Ratio analysis uses historic information to project future staffing needs. The ratio establishes a relationship between the number of employees needed and another factor such as past staffing levels or past gross sales revenues. Assume HR is forecasting demand for the clothing department of a retail department store. Gross sales revenues for the past year were $75,000 and the clothing department currently employs five full-time employees; the ratio is 75,000:5 or 15,000:1. This means that for every $15,000 in gross sales, the department needs one employee. If sales are expected to rise by $30,000 in the coming year, the department will need to hire two full-time employees.

Time to Fill Jobs

The time it takes to fill a vacancy can help HR decide on when, where and how to post an open position. If the open position is an unexpected vacancy, this metric can also help department managers create interim employee work schedules. Time-to-fill uses historical information to calculate an average time-to-fill estimation. Start by adding up the total number of calendar days that all vacant positions were open for the previous calendar year. Divide this number by the number of vacancies filled during this period to get an average time-to-fill. If total vacancy days during the previous year come to 250 and during this time you hired 10 new employees, it takes an average of 25 days to fill a job.

Cost Per Hire

HRM forecasting also includes predicting the costs the business will incur during the process of hiring new employees. If cost becomes a concern, HR can, for example, cut costs by hiring directly instead of using a staffing agency. To calculate cost per hire, add up total hiring costs for the previous year, multiply this number by 1.1 and divide the total by the number of employees hired during this period.

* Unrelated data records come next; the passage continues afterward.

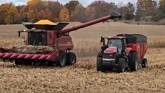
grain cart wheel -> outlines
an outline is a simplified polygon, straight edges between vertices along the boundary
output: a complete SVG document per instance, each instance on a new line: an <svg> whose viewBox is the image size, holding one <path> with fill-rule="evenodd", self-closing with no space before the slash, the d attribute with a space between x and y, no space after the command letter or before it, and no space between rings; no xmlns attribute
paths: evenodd
<svg viewBox="0 0 165 93"><path fill-rule="evenodd" d="M67 55L67 64L74 65L77 61L75 53L69 52Z"/></svg>
<svg viewBox="0 0 165 93"><path fill-rule="evenodd" d="M97 58L97 71L101 71L104 72L104 67L103 67L103 63L102 63L102 57L98 57Z"/></svg>
<svg viewBox="0 0 165 93"><path fill-rule="evenodd" d="M127 66L126 60L124 58L119 58L119 61L118 61L118 72L119 73L125 72L126 66Z"/></svg>
<svg viewBox="0 0 165 93"><path fill-rule="evenodd" d="M131 71L137 71L139 67L139 62L138 62L138 53L133 52L130 54L129 58L129 67Z"/></svg>
<svg viewBox="0 0 165 93"><path fill-rule="evenodd" d="M65 67L67 63L67 55L66 53L62 53L59 57L58 65L60 67Z"/></svg>
<svg viewBox="0 0 165 93"><path fill-rule="evenodd" d="M23 60L15 60L15 64L16 65L24 65L24 63L22 62Z"/></svg>
<svg viewBox="0 0 165 93"><path fill-rule="evenodd" d="M143 68L148 67L148 61L147 61L146 58L144 58L143 61L142 61L142 67L143 67Z"/></svg>

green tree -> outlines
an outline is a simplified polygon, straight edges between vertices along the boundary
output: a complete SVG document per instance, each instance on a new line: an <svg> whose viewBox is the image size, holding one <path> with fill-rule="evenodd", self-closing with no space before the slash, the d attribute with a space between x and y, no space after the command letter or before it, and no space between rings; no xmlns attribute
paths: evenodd
<svg viewBox="0 0 165 93"><path fill-rule="evenodd" d="M0 13L2 24L13 24L18 20L18 10L12 3L1 5Z"/></svg>

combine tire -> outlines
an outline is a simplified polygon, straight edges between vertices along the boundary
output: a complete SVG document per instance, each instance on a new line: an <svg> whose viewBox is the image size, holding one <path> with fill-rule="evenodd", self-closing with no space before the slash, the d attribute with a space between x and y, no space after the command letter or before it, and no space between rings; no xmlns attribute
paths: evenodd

If hiring costs for the previous year were $1,000 and the business hired 10 new employees, it cost the business $110 per new employee.

Turnover Rate

Turnover rate can help HR and department managers create “best guess” estimates on the number of replacements the business may need to hire. Turnover includes vacancies that result from both voluntary and involuntary departures and terminations over the previous calendar year. Calculate the turnover rate by dividing the total number of terminations by the average number of employees in place during the year. If 25 employees left the business last year and for the year the business averaged 250 employees, the turnover rate is 10 percent. If ratio analysis determines the business needs to maintain a total of 260 employees, HR can plan on filling 10 new positions and 25 termination vacancies over the next year.